Somebody made a smart decision this week regarding the itinerary of a special tour for media and public officials regarding the Pikes Peak Rural Transportation Authority’s renewal on the November ballot.
Everyone knew the basic plan, understandably, was to visit a handful of locations for capital projects that would be funded in the 2014-2024 time frame by PPRTA II.
But just to make sure the group came away with more substance, the tour also included several success stories from the first PPRTA package. Topping that list were the Woodmen Road-Academy Boulevard interchange and the Union Boulevard-Austin Bluffs Parkway interchange, both of which solved thorny traffic-flow crises for Colorado Springs.
Sure, the fruits of the first PPRTA have spread further around the area, but for anyone who might need convincing of how effective the concept has been since its initial passage in 2004, those two high-profile accomplishments serve as Exhibits A and B.
With two years remaining and work still ongoing with revenues from the first 10-year sales tax, organizers led by attorney Dan Stuart, CH2MHill executive Dirk Draper and Council of Neighbors and Organizations president Dave Munger don’t want to wait until the last minute for PPRTA II. With help from residents and area governments, they’ve put together a second batch of projects that would commence in 18 months with no loss in momentum.

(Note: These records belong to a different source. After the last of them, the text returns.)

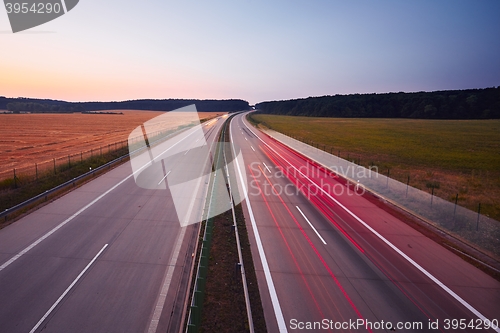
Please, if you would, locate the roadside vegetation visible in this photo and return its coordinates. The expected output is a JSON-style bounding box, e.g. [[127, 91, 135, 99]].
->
[[251, 114, 500, 220], [0, 147, 128, 229]]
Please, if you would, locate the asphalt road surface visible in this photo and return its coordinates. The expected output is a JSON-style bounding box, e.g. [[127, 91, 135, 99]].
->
[[0, 113, 223, 333], [230, 115, 500, 332]]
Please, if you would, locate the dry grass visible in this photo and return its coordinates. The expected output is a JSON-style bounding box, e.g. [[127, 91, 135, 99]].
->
[[253, 115, 500, 220], [0, 110, 226, 180]]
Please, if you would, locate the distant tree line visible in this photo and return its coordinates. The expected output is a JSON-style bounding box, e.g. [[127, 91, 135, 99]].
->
[[255, 87, 500, 119], [6, 102, 85, 113], [0, 96, 250, 113]]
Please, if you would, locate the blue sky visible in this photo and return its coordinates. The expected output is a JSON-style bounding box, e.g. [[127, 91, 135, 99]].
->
[[0, 0, 500, 103]]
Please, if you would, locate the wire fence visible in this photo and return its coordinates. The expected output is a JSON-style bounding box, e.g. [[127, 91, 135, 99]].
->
[[263, 129, 500, 258], [0, 131, 172, 190]]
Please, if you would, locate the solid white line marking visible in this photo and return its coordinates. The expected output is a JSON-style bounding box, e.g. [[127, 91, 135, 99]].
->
[[230, 115, 288, 332], [30, 244, 108, 333], [158, 170, 172, 185], [0, 174, 133, 271], [262, 162, 272, 173], [148, 227, 187, 333], [295, 206, 326, 245], [240, 116, 500, 333]]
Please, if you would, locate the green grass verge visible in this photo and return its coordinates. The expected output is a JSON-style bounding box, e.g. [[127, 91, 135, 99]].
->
[[251, 114, 500, 220]]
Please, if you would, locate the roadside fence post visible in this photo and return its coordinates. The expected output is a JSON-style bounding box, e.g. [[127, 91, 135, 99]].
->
[[476, 203, 481, 231]]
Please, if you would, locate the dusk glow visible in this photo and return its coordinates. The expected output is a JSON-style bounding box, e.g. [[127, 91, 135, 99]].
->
[[0, 0, 500, 103]]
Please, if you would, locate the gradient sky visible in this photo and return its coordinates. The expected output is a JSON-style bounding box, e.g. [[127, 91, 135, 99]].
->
[[0, 0, 500, 103]]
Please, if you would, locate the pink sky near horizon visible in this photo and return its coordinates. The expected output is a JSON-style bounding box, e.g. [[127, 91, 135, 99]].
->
[[0, 0, 500, 104]]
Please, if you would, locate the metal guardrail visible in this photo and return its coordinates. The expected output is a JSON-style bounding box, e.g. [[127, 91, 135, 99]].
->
[[0, 119, 194, 221], [0, 154, 130, 220], [185, 115, 254, 333]]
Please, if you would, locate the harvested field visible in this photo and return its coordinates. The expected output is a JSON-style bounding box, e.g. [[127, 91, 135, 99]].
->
[[0, 110, 226, 180]]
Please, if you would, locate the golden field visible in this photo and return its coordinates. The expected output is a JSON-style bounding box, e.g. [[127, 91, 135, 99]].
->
[[0, 110, 226, 180]]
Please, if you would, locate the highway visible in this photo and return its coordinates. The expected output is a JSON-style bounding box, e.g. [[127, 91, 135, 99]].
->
[[0, 113, 223, 333], [230, 115, 500, 332]]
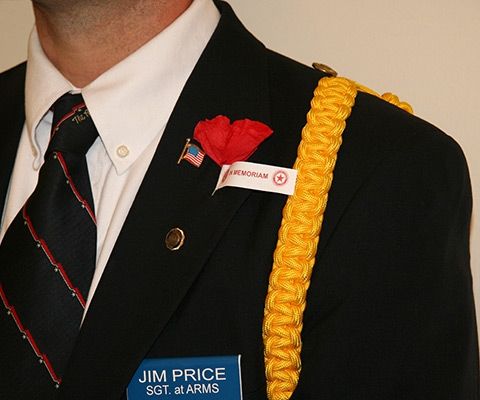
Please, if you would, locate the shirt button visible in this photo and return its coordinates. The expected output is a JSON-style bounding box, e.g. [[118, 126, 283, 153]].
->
[[117, 144, 130, 158]]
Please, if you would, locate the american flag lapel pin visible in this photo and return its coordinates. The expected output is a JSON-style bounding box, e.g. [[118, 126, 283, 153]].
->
[[177, 138, 205, 168]]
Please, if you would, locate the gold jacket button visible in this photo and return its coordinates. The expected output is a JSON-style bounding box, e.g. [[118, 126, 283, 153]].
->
[[165, 228, 185, 251], [312, 63, 338, 77]]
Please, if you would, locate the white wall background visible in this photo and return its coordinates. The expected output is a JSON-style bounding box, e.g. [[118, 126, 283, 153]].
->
[[0, 0, 480, 340]]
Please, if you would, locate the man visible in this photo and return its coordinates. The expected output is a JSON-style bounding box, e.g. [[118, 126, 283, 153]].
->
[[0, 0, 479, 400]]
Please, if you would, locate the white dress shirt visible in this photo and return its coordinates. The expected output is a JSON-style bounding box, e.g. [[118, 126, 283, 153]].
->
[[0, 0, 220, 312]]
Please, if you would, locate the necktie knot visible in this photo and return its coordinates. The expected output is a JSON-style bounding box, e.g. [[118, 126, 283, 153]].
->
[[46, 93, 98, 155]]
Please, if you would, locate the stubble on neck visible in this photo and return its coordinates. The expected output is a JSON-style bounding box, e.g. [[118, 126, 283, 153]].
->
[[32, 0, 192, 88]]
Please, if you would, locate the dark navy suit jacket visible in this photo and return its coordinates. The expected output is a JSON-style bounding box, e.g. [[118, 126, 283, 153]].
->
[[0, 3, 479, 400]]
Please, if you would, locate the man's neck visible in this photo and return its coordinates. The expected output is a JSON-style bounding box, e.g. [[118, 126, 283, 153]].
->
[[33, 0, 192, 88]]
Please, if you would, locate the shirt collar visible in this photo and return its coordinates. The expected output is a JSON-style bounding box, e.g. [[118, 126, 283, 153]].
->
[[25, 0, 220, 174]]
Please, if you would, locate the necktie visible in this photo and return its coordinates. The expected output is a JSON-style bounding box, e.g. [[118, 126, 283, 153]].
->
[[0, 94, 98, 399]]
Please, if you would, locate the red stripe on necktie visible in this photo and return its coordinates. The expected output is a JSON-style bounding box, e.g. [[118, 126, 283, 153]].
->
[[55, 152, 97, 225], [22, 203, 86, 309], [51, 102, 86, 137], [0, 285, 62, 385]]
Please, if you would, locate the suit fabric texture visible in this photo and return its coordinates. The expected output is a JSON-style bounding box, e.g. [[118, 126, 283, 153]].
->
[[0, 2, 479, 400]]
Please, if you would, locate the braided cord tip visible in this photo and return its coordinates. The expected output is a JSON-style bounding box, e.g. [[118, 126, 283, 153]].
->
[[263, 73, 413, 400]]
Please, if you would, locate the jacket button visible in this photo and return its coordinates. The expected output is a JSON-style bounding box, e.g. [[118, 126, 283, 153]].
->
[[312, 63, 337, 77], [165, 228, 185, 251]]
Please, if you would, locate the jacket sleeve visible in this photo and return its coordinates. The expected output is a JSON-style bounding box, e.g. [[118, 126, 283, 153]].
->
[[292, 108, 480, 400]]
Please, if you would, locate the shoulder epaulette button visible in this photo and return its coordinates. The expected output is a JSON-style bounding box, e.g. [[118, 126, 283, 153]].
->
[[312, 63, 338, 77]]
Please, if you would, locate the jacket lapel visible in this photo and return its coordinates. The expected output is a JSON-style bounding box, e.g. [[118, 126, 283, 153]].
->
[[61, 4, 269, 398]]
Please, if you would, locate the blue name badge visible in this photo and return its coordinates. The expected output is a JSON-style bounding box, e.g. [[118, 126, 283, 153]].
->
[[127, 355, 242, 400]]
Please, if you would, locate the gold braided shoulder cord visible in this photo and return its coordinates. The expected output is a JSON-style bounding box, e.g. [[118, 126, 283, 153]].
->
[[263, 77, 413, 400]]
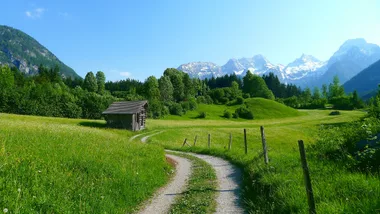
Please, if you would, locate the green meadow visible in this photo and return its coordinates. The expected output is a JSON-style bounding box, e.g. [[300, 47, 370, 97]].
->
[[0, 114, 171, 213], [0, 99, 380, 213], [148, 100, 380, 213]]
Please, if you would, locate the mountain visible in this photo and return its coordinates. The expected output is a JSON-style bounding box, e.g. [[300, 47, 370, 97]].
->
[[178, 39, 380, 88], [315, 39, 380, 86], [0, 25, 79, 78], [343, 60, 380, 95], [178, 54, 325, 82]]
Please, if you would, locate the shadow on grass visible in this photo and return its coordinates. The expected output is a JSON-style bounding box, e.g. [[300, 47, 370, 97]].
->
[[79, 121, 107, 128]]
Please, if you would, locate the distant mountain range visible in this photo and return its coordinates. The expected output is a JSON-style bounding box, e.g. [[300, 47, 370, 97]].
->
[[344, 60, 380, 96], [178, 39, 380, 88], [0, 25, 79, 78]]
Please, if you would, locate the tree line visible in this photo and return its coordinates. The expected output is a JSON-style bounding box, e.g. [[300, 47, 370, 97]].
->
[[0, 65, 364, 119]]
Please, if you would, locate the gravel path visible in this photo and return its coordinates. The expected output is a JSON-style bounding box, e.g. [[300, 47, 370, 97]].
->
[[135, 131, 245, 214], [168, 151, 244, 214], [141, 131, 164, 143], [139, 154, 191, 214]]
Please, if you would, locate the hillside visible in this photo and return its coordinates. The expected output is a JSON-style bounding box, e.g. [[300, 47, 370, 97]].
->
[[0, 25, 79, 78], [343, 60, 380, 95], [165, 98, 303, 121], [0, 114, 170, 213]]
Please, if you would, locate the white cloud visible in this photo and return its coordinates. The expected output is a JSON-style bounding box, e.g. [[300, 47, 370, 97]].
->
[[25, 7, 46, 19], [58, 12, 70, 18], [119, 72, 131, 77]]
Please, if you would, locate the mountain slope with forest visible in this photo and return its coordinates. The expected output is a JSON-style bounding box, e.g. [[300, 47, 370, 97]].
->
[[0, 25, 80, 78], [344, 60, 380, 95]]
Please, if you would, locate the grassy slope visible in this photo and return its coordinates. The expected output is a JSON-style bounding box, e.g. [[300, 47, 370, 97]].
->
[[0, 114, 170, 213], [148, 110, 380, 213], [169, 152, 217, 214], [165, 98, 302, 121]]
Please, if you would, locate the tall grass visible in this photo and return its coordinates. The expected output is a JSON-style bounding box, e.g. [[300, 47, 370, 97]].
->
[[149, 110, 380, 213], [0, 114, 169, 213]]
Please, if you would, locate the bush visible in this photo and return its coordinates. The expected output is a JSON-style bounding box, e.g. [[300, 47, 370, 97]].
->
[[189, 98, 198, 110], [181, 101, 190, 112], [198, 111, 206, 118], [243, 93, 251, 99], [329, 111, 340, 116], [169, 103, 183, 116], [236, 97, 244, 104], [235, 107, 254, 120], [223, 110, 232, 119]]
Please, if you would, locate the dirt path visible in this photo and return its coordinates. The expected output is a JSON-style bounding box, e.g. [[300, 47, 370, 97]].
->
[[141, 131, 164, 143], [134, 131, 245, 214], [168, 150, 244, 214], [139, 154, 191, 214]]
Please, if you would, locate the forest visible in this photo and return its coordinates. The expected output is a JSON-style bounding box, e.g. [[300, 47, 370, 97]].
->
[[0, 65, 378, 119]]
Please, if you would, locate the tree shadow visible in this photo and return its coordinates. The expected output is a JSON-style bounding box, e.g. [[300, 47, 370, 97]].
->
[[79, 121, 107, 128]]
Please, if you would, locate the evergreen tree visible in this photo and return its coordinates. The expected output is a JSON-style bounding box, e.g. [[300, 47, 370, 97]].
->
[[322, 84, 329, 99], [243, 70, 274, 100], [96, 71, 106, 94], [313, 87, 321, 100], [144, 76, 160, 100], [83, 72, 98, 92], [329, 76, 344, 99], [158, 76, 174, 102]]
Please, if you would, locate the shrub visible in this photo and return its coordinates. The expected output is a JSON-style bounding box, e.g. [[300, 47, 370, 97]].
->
[[329, 111, 340, 116], [235, 107, 254, 120], [236, 97, 244, 104], [189, 98, 198, 110], [198, 111, 206, 118], [169, 103, 183, 116], [181, 101, 190, 112], [223, 110, 232, 119], [243, 93, 251, 99]]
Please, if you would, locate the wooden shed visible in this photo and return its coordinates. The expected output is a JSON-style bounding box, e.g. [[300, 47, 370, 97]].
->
[[102, 100, 148, 131]]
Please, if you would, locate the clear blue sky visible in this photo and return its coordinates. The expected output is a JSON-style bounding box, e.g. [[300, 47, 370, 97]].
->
[[0, 0, 380, 80]]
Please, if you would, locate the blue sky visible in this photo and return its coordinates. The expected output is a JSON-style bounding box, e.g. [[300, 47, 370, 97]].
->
[[0, 0, 380, 80]]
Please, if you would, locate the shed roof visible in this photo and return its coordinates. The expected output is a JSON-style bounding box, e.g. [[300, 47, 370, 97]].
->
[[102, 100, 148, 114]]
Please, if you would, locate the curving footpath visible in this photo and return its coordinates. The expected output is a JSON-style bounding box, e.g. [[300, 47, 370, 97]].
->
[[135, 132, 245, 214], [139, 154, 191, 214]]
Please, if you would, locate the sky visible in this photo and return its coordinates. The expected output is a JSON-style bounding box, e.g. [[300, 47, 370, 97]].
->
[[0, 0, 380, 81]]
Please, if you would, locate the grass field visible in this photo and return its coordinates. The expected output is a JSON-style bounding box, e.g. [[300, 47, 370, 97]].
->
[[164, 98, 303, 121], [0, 114, 171, 213], [169, 152, 217, 214], [148, 107, 380, 213]]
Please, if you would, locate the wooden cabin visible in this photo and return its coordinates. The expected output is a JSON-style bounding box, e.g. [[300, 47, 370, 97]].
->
[[102, 100, 148, 131]]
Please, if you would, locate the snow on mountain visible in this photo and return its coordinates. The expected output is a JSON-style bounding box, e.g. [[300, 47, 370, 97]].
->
[[178, 39, 380, 87], [178, 62, 222, 79], [284, 54, 326, 80]]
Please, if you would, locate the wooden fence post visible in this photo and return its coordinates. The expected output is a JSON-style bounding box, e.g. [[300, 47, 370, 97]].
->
[[208, 134, 211, 148], [228, 133, 232, 151], [182, 138, 189, 147], [298, 140, 317, 214], [260, 126, 269, 164], [244, 129, 248, 154]]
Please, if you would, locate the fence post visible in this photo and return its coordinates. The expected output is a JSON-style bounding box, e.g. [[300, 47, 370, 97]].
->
[[244, 129, 248, 154], [260, 126, 269, 164], [298, 140, 317, 214], [182, 138, 187, 147], [208, 134, 211, 148], [228, 133, 232, 151]]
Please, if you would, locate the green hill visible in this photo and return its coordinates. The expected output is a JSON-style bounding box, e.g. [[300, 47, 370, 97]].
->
[[0, 25, 79, 78], [165, 98, 303, 120]]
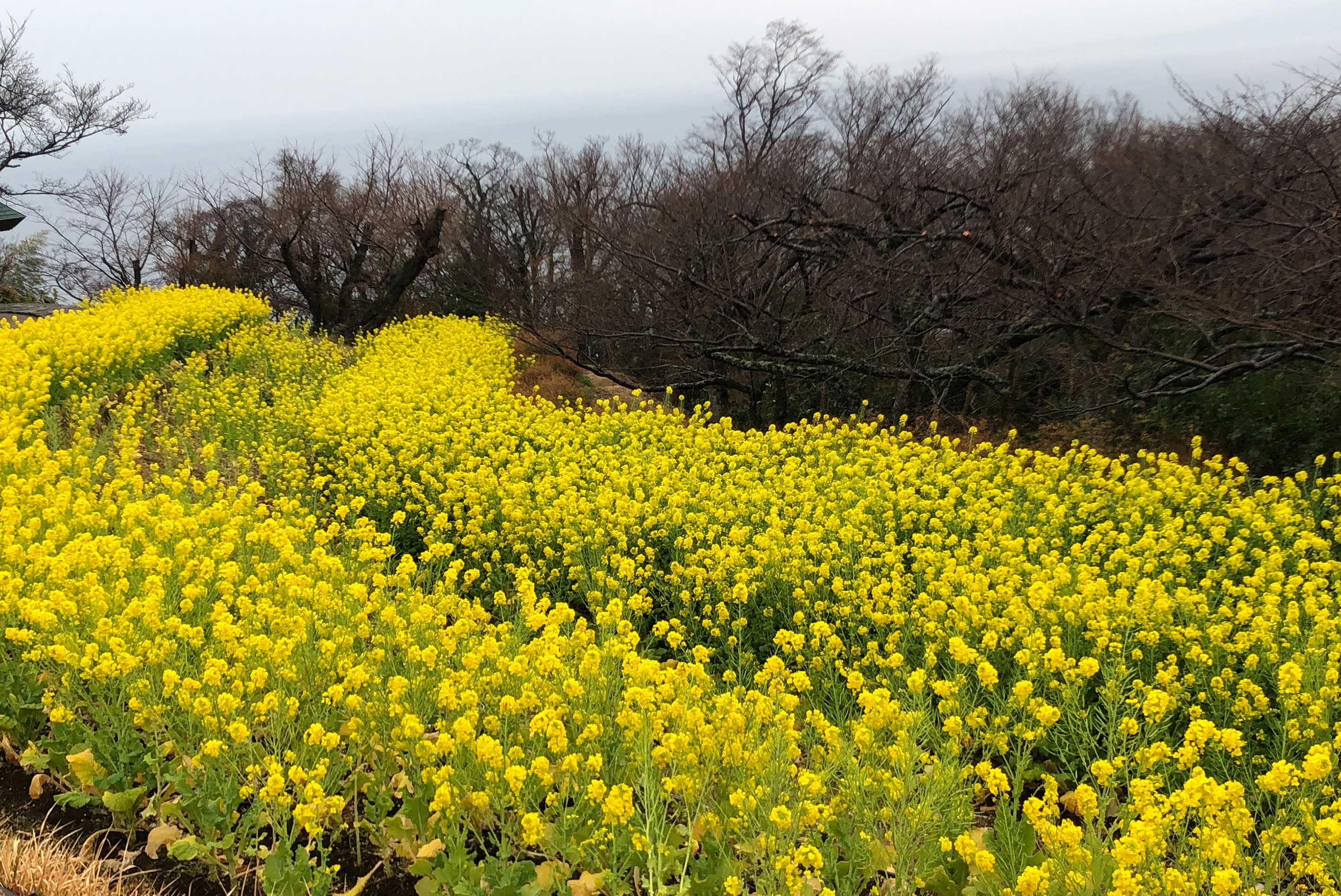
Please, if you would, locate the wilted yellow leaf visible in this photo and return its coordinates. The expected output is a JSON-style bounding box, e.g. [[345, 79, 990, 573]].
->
[[145, 824, 185, 859], [569, 870, 604, 896], [416, 837, 443, 859], [66, 750, 107, 793]]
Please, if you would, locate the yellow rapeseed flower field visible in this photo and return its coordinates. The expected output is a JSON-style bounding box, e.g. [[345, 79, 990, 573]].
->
[[0, 287, 1341, 896]]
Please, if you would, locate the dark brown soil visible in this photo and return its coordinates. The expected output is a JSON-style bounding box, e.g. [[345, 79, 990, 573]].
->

As quickly became obvious on that tour, the PPRTA encore doesn’t have the same kind of sexy marquee projects, though the organizers have made sure to address needs in different sections of the city. To the northwest, there’s the extension of Centennial Boulevard southward to connect with Interstate 25 at the Fontanero interchange, relieving the burden on the nearby Fillmore exit. Further east, there’s improving the heavily congested Woodmen-Union intersection. Then to the Westside and Manitou, there’s a plan to deal with the mess known as No Man’s Land.
Otherwise, large elements of PPRTA II will focus on fixing unseen problems before they fester into far worse emergencies. The tour group saw the most alarming example — the fast-deteriorating bridge on South Circle Drive over Hancock. It’s a major traffic artery connecting the south and southeast parts of the city, and that bridge has no nearby alternate route. So when you stand underneath it and see the corrosion, rust and crumbling cement, even exposing rebar in places, you realize how it could turn into a serious mess if the bridge suddenly had to be closed (similar to the Cimarron bridge east of I-25 several years ago).
Replacing bridges that still might seem functional won’t impress the masses, which is why the PPRTA II backers are working on those public officials (and, yes, the media). The tour group included Chamber/EDC president and CEO Joe Raso, an indication that the need for better infrastructure is a selling point on many levels, including the effort to attract more companies to Colorado Springs.
It’s obvious that nobody’s taking the PPRTA II ballot issue for granted, and that’s a positive first step toward helping it become reality.